Glycosphingolipids (GSLs) are important targets in immune, infectious, lysosomal storage diseases, cancer, and neurodegenerative diseases. Circulatory GSL profiling in clinical samples is restricted by the lack of mid- and high-throughput analytical methods and deep coverage of long-chain sialylated glycosphingolipidome.

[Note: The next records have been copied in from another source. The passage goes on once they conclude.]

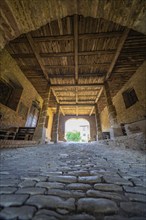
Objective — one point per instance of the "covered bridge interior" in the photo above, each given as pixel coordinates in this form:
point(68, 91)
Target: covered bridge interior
point(83, 59)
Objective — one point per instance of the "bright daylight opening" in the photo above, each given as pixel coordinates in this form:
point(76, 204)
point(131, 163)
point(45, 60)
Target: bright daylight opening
point(77, 130)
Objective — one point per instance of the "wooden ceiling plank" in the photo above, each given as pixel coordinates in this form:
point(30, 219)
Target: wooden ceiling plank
point(36, 53)
point(118, 51)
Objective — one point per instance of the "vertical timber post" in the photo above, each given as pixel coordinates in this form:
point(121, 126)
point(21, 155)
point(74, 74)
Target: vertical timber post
point(40, 132)
point(115, 129)
point(56, 124)
point(98, 123)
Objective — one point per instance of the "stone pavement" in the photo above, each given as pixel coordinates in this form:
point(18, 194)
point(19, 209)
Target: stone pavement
point(72, 182)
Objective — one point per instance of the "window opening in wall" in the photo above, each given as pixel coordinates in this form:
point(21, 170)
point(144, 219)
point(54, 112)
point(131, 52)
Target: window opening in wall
point(10, 94)
point(130, 97)
point(77, 130)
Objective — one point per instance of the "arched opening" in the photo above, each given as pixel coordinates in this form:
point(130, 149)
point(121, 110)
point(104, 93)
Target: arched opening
point(77, 130)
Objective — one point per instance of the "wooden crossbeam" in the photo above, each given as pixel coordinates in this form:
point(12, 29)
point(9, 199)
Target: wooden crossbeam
point(64, 54)
point(74, 100)
point(118, 51)
point(31, 67)
point(79, 85)
point(70, 37)
point(79, 105)
point(37, 55)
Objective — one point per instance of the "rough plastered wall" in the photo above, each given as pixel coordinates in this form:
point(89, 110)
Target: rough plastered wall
point(10, 70)
point(137, 111)
point(50, 123)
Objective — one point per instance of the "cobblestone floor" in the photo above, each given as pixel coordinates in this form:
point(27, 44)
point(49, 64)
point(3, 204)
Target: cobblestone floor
point(72, 182)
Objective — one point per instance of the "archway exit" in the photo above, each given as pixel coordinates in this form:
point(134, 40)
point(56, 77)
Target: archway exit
point(77, 130)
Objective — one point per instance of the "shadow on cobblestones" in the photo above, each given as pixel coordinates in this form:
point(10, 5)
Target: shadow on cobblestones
point(72, 182)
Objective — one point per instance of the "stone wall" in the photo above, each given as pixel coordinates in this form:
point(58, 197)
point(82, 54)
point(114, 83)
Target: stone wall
point(132, 141)
point(137, 111)
point(11, 71)
point(90, 119)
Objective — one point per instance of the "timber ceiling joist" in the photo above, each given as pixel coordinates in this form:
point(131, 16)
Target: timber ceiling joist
point(75, 56)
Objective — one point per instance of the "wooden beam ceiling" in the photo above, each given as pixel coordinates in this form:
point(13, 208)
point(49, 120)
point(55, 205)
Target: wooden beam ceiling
point(71, 37)
point(79, 85)
point(64, 54)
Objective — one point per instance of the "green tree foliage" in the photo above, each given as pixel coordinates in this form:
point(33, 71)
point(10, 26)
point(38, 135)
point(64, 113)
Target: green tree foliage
point(73, 136)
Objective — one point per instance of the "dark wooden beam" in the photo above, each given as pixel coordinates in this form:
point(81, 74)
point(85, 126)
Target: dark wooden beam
point(37, 55)
point(74, 100)
point(82, 105)
point(64, 54)
point(70, 37)
point(118, 51)
point(79, 85)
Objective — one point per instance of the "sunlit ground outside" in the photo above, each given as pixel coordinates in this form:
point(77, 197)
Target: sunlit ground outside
point(77, 130)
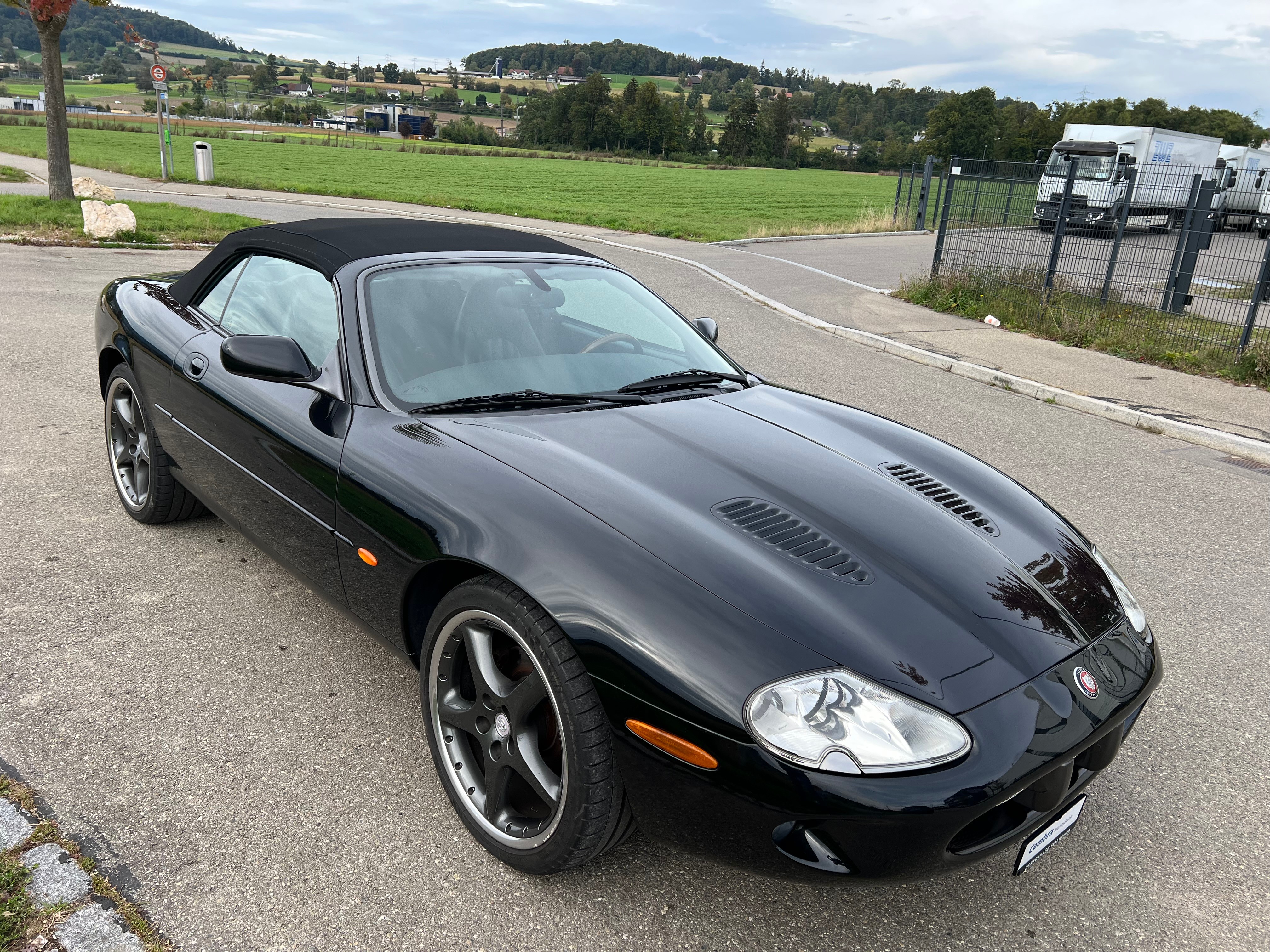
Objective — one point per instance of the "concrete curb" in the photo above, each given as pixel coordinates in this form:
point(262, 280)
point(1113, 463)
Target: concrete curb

We present a 4-dimensional (4D)-glycosphingolipidomics platform for routine glycosphingolipidome profiling encompassing: extraction and fractionation of sialylated GSLs with 3 to 15 monosaccharides, neutral GSLs and sulfatides; µL-flow reversed-phase LC-TIMS-PASEF MS analysis; semi-quantification strategy adapted for fractionated glycosphingolipidome, and referential CCS, RT, and m/z values for GSL annotation. 4D-glycosphingolipidomics of human serum reveals a high structural heterogeneity, amounting to 376 GSLs: 159 GSLs of ganglio- and neolacto-series, 145 neutral GSLs and 72 sulfatides. Here we demonstrate the platform’s utility for clinical profiling of Parkinson’s disease (PD) sera. 41 neolacto- and ganglio-species discriminate PD patients from controls and 14 GSLs differentiate sex subgroups, laying the foundation for further functional GSL studies with PD. [doi:10.25345/C53J39C93] [dataset license: CC0 1.0 Universal (CC0 1.0)]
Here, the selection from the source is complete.